Die letzte Station ist der Pluto des Badstraßen-Planeten-Systems: Der Medienhof in der Prinzenallee 25/26, nicht mehr ganz im QM-Gebiet, dafür fast schon in Pankow. Hier warten viele Angebote auf Jugendliche, die vor der Berufsentscheidung stehen. Gärtner oder Mediengestalterin, Sozialassistent oder MechantronikerInne – es gibt so viele Möglichkeiten. Und so viele fachkundige BeraterInnen. Während Gärtner-Interessenten ihren ersten Heckenschnitt wagen, findet Kaja ein Angebot für sich: Das Gestalten einer schicken Postkarte mit Berlin-Schriftzug, der Fernsehturm als „i“. Weiße Farbe auf blauem Karton – kommt knackig. Dabei sein ist alles und die junge Bildungsreisende hat schon den nächsten Stempel auf ihrem Kärtchen.

17:15. Jetzt haben wir tatsächlich alle Sternstationen besucht und sämtliche Stempel eingesammelt.

IMG 4288An eine Rückfahrt in einer Rikscha ist allerdings nicht mehr zu denken. Diese sind inzwischen so beliebt, dass sich lange Schlangen bilden, und die FahrerInnen oft mehr als ein Auge zudrücken und ihre Elektro-Kutschen, ähem, naja, sagen wir mal: sehr gut füllen.

Also machen wir uns zu Fuß auf den Weg zum QM, weit ist es ja wirklich nicht und beim Laufen sieht man natürlich auch viel mehr: Uns fällt zum Bleistift auf, dass inzwischen fast jede(r) PassantIn eine Bildungsreisetasche mit sich trägt. Schön, dass das Event so gut angenommen wird.

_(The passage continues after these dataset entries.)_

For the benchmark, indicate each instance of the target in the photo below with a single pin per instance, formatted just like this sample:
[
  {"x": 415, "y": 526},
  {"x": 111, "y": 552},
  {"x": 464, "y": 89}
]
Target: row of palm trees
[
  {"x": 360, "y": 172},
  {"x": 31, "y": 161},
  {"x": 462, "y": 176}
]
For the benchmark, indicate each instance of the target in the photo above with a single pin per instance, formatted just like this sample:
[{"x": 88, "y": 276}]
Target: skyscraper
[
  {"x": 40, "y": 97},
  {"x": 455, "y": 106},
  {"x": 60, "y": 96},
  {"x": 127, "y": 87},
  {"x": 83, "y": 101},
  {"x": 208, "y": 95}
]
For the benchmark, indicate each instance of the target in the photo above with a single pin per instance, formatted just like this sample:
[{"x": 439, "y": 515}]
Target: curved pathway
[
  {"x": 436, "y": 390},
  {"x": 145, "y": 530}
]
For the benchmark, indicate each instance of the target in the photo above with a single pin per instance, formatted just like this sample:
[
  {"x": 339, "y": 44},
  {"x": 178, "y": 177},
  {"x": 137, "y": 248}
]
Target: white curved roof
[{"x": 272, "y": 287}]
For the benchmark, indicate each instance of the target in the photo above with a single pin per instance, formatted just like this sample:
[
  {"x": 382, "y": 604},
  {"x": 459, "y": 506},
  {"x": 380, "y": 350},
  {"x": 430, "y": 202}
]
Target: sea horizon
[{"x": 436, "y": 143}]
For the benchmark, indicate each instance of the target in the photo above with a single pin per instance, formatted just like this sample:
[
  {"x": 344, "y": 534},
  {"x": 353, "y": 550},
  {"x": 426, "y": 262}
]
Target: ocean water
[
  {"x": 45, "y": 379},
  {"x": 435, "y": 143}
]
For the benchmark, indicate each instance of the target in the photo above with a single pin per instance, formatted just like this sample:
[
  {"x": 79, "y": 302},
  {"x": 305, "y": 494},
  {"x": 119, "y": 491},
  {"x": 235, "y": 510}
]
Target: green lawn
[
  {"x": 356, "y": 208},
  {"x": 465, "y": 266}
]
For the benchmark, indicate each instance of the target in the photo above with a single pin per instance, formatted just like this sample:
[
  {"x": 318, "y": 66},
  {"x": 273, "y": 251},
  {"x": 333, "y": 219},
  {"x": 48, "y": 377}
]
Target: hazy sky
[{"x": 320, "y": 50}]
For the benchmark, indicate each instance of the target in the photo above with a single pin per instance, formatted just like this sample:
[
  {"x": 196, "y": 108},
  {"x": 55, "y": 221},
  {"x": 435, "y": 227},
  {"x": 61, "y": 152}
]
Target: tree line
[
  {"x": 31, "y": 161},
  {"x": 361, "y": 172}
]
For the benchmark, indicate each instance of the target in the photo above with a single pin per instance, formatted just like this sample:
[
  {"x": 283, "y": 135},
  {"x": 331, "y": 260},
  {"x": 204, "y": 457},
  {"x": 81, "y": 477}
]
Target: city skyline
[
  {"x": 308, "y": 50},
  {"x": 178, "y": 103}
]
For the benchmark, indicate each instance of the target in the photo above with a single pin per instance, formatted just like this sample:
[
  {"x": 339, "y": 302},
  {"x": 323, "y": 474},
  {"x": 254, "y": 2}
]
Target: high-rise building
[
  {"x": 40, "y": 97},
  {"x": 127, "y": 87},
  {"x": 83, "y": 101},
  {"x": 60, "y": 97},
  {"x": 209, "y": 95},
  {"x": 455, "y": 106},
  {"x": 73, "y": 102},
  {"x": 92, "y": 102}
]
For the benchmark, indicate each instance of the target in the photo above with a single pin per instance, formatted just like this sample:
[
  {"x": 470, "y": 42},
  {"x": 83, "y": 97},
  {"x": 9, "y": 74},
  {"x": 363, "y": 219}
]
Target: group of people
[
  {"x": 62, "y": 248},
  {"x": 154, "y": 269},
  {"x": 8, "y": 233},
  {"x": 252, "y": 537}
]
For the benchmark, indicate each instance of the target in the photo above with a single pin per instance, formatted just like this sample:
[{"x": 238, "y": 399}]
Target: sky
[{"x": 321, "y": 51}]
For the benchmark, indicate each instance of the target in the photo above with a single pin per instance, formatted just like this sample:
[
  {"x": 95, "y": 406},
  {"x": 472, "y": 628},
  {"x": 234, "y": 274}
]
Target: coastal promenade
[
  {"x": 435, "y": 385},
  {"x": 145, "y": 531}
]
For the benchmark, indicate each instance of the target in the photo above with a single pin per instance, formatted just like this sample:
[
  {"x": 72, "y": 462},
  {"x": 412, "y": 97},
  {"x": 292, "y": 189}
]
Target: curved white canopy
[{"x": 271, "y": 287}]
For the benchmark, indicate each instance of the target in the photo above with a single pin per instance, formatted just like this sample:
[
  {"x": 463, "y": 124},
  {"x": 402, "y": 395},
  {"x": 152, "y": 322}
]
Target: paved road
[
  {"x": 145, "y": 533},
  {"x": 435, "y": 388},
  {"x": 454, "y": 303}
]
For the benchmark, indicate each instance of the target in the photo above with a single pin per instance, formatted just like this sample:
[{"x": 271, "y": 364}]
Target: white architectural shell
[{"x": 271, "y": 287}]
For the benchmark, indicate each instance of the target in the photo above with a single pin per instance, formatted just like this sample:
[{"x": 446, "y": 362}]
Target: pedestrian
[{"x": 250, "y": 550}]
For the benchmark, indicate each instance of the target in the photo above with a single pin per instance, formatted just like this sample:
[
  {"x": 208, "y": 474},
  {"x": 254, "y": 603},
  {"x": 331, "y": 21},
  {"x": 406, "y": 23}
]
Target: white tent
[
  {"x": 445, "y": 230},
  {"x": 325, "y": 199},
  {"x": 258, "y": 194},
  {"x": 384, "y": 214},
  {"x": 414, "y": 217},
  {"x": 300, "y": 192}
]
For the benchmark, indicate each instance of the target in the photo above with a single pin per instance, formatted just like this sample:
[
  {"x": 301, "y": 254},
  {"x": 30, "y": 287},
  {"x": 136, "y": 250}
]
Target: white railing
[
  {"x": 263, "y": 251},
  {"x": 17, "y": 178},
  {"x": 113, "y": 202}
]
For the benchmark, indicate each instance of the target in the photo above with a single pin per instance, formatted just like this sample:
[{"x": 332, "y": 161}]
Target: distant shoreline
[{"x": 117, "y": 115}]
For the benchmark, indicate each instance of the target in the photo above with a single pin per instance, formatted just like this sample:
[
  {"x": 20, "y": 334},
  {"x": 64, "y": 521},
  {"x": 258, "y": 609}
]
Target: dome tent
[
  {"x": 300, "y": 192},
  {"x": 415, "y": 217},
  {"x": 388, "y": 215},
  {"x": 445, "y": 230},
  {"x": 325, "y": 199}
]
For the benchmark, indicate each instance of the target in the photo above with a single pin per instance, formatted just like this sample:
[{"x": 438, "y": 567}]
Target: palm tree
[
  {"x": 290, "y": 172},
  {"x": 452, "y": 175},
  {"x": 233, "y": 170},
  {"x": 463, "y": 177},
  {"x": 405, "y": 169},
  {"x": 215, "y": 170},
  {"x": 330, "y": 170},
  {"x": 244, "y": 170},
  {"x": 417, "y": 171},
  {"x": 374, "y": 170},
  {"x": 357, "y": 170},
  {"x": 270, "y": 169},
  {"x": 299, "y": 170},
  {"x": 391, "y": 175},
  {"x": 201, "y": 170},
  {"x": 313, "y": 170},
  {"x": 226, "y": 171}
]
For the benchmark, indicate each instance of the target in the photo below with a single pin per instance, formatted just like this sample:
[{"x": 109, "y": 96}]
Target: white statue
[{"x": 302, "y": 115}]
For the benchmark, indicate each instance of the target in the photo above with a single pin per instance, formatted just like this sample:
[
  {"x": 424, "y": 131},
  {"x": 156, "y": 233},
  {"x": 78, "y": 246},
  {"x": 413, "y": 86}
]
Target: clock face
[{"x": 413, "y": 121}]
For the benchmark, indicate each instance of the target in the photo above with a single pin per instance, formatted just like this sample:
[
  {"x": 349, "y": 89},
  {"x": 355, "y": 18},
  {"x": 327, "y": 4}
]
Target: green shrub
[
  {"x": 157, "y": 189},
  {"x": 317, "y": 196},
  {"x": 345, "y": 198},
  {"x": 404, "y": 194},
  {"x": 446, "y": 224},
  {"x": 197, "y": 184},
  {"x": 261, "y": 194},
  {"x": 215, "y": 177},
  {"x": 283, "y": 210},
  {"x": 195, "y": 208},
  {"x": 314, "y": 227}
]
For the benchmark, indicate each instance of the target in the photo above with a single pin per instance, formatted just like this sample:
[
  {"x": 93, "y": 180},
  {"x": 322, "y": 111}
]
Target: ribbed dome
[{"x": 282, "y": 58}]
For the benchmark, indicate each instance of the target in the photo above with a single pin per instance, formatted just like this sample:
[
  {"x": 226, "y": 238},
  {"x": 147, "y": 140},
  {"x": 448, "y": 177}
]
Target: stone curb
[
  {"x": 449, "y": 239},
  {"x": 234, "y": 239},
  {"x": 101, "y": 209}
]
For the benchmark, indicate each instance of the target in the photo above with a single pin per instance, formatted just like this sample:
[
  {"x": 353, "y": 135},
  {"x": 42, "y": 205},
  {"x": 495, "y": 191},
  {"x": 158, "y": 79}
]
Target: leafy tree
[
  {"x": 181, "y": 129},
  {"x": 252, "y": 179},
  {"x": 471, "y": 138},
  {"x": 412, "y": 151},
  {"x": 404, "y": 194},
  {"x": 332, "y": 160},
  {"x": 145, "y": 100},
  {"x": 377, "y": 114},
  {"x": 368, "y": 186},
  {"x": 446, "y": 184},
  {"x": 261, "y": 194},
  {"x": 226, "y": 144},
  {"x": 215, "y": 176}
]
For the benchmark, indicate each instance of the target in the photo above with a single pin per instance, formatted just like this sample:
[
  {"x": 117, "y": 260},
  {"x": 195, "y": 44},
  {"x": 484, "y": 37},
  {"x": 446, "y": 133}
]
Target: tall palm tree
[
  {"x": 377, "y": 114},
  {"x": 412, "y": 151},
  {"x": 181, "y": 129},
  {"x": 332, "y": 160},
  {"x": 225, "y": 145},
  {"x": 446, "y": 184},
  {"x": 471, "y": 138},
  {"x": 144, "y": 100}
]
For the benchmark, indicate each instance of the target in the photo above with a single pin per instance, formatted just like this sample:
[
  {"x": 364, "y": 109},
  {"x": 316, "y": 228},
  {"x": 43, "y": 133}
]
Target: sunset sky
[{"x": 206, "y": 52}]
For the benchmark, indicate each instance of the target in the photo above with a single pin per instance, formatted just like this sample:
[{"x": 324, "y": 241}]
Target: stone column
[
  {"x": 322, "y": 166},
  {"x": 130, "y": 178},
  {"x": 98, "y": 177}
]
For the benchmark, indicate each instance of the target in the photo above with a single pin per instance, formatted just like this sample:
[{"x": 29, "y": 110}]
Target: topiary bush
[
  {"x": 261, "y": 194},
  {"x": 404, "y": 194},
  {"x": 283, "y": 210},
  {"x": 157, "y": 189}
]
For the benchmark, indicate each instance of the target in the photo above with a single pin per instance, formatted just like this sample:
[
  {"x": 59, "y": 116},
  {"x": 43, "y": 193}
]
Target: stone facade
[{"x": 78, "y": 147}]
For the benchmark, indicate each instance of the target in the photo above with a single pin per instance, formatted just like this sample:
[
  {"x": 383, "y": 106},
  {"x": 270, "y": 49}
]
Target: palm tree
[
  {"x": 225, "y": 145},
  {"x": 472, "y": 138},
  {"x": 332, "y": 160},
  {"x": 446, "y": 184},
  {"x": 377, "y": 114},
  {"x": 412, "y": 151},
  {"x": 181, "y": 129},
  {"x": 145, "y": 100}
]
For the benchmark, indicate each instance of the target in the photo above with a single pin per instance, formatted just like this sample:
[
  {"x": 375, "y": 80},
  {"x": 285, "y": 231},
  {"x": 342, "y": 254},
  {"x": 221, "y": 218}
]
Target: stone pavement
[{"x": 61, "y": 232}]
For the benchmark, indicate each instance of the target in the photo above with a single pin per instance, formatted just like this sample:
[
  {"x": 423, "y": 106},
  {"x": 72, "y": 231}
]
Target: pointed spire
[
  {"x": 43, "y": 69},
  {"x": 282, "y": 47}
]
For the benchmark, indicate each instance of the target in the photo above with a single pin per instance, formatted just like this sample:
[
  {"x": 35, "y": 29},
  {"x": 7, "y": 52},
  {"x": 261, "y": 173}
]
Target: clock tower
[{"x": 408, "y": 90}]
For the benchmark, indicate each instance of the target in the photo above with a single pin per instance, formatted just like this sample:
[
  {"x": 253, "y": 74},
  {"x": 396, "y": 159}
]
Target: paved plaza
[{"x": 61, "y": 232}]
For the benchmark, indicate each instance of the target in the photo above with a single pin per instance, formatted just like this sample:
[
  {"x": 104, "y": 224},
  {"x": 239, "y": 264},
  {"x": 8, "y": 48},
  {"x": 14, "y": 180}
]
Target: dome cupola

Zurück in der Bellermanstraße finden wir einen Rapper der mit Kindern und Jugendlichen eigene Tracks kreiert, die dann vor dem Schaufenster des QM-Büros direkt umgesetzt und performt werden.

„Ich bin Ahmet,
Ich wä’r gern Rapper,
Dann wären meine Rhymes,
Einfach fetter!“

Geile Idee! 

IMG 4294Ach ja, das haben wir ja ganz vergessen: Knapp nach Beginn der Bildungsreise hat eine Illustratorin ein großes Wimmelbild gestartet, auf dem sie auf Zuruf der Kinder und Jugendlichen deren Zukunftswünsche visualisiert hat. Hier geht es um Wunschberufe der heutigen SchülerInnen und -szenarien für ihren Kiez. Das Bild wurde in den letzten Stunden voller und voller.
Super!
Kaya wünscht sich mehr Katzen.

Zum Schluss gehen wir mit unseren Karten zum Stand von Stadtgeschichten und sind gespannt uns auf unsere Preise. Da wir ja wirklich alle Stempel vorweisen können, haben wir die freie Auswahl. Diese fällt nicht leicht, denn es gibt tolle Sachen: Z. B. Leuchtclips zum Fahrradfahren und Powerbanks fürs Handy. Stifte und Warnwesten. Kaya entscheidet sich für eine nachhaltige Taschenlampe, die mit einem Dynamo betrieben wird und ich freue mich über einen der zeitlosesten Klassiker überhaupt: Seifenblasen!

So geht ein wirklich schöner und noch informativerer Nachmittag zu Ende und wir freuen uns schon darauf, unsere Schätze zuhause auszupacken. Dort angekommen, fühlen wir uns tatsächlich wie nach einer kleinen Reise, in unserem Beutel Mitbringsel und Andenken. Mal schauen, wie das Bildungsfest im kommenden Jahr aussehen wird. So oder so, es wird bestimmt wieder toll!